Thankfully, there are many other improvements and tweaks that make upgrading to the latest OS worthwhile. Let’s look at some standout features. 

  1. Bar to Dock 

Similarly, to Mac OS and many Linux desktop environments, Windows 11’s taskbar can be turned into a dock. Windows 11’s icons can be centered, which is helpful when using it with a touch-enabled device. Traditional taskbar users will still be able to align the Start button and app icons to the left. 

  1. Microsoft Teams  

In Windows 11, a single click on the taskbar can connect you to friends or contacts via text, voice, or video chat. 

This is thanks to Microsoft Teams, which Microsoft positioned as the primary tool for communicating with family, friends, and colleagues in Windows 11. Many users will find that having a built-in videoconferencing solution in the OS is an excellent addition. 

  1. Easily Accessible Snap Layouts and Groups  

The Windows operating system already had the capability of snapping windows to the sides or corners of the screen. The feature is now accessible via a newly added quick menu when hovering over the maximize button in Windows 11. 

What to look out for 

Despite some of the new features of Windows 11, there have been a lot of bugs and concerns from the public. Not everything is rosy.
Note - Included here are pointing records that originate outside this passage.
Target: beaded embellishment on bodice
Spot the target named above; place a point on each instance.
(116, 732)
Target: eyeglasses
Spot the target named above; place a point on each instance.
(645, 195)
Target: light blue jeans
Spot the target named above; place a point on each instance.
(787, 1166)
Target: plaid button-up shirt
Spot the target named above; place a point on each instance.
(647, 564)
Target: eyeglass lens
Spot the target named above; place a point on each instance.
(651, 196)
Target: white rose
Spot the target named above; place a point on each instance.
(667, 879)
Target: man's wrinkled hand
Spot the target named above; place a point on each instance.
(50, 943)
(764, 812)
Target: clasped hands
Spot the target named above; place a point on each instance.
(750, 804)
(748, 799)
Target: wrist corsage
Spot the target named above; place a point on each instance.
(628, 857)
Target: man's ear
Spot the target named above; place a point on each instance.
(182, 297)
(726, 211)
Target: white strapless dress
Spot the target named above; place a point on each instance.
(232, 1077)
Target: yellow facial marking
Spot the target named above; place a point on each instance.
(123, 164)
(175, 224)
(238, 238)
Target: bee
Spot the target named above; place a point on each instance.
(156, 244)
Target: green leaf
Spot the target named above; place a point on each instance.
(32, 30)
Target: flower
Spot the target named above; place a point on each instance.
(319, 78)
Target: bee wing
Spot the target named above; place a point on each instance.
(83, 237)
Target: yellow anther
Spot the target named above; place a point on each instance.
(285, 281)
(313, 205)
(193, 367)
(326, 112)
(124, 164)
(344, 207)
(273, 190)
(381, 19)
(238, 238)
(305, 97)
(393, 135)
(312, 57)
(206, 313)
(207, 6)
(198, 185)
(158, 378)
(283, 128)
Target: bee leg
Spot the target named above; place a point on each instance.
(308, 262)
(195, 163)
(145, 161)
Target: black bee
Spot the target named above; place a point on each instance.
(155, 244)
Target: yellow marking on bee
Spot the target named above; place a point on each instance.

The changes and tweaks in Windows 11 are likely to dissuade many users from upgrading from Windows 10 to 11 right away. 

Here’s what you need to be on the lookout for. 

  1. GPU (Graphics Processing Unit) Capability 

Even if you have a GPU that can speed up your brand-new desktop, the rest of your PC might not be able to handle it. 

To enjoy a great PC experience, you also need great hardware. Because Windows 11 is a brand new, modern OS, it also requires relatively new and modern PCs. 

If your PC’s CPU is older than Intel’s 7th generation Core or AMD’s Zen 2, you will not be able to upgrade to Windows 11. 

  1. The Taskbar 

When it comes to the taskbar a lot of functionality is missing, especially when it comes to customizing and positioning. Drag and drop to the taskbar are gone; the taskbar can no longer be positioned to the top or sides, and the quick access menu only appears when you right-click the Windows button. 

  1. User Adaptability 

Microsoft promised Windows 11 would resolve some of the limitations of Windows 10, however, some users may have trouble adapting to the new features. The removal of SkypeCortana, and Paint 3D from Windows 11 may increase its disadvantages. 

Nevertheless, it might be more accurate to use “was” since these applications aren’t built into the operating system anymore. However, you will be able to download, install, and use it as a separate app. 

Change can be scary, and the release of Windows 11 has not been as smooth as Microsoft would have liked, but there are a lot of cool new features to look forward to. 

With Windows 11, businesses will have plenty to look forward to, from features that support new ways of working to enhancements that help keep employees secure. In the post-pandemic landscape, Windows 11 provides value to a wide range of remote workers.  

However, companies and organizations across the globe will need to carefully evaluate whether these advantages are worth the inevitable inconveniences that early adopters will experience.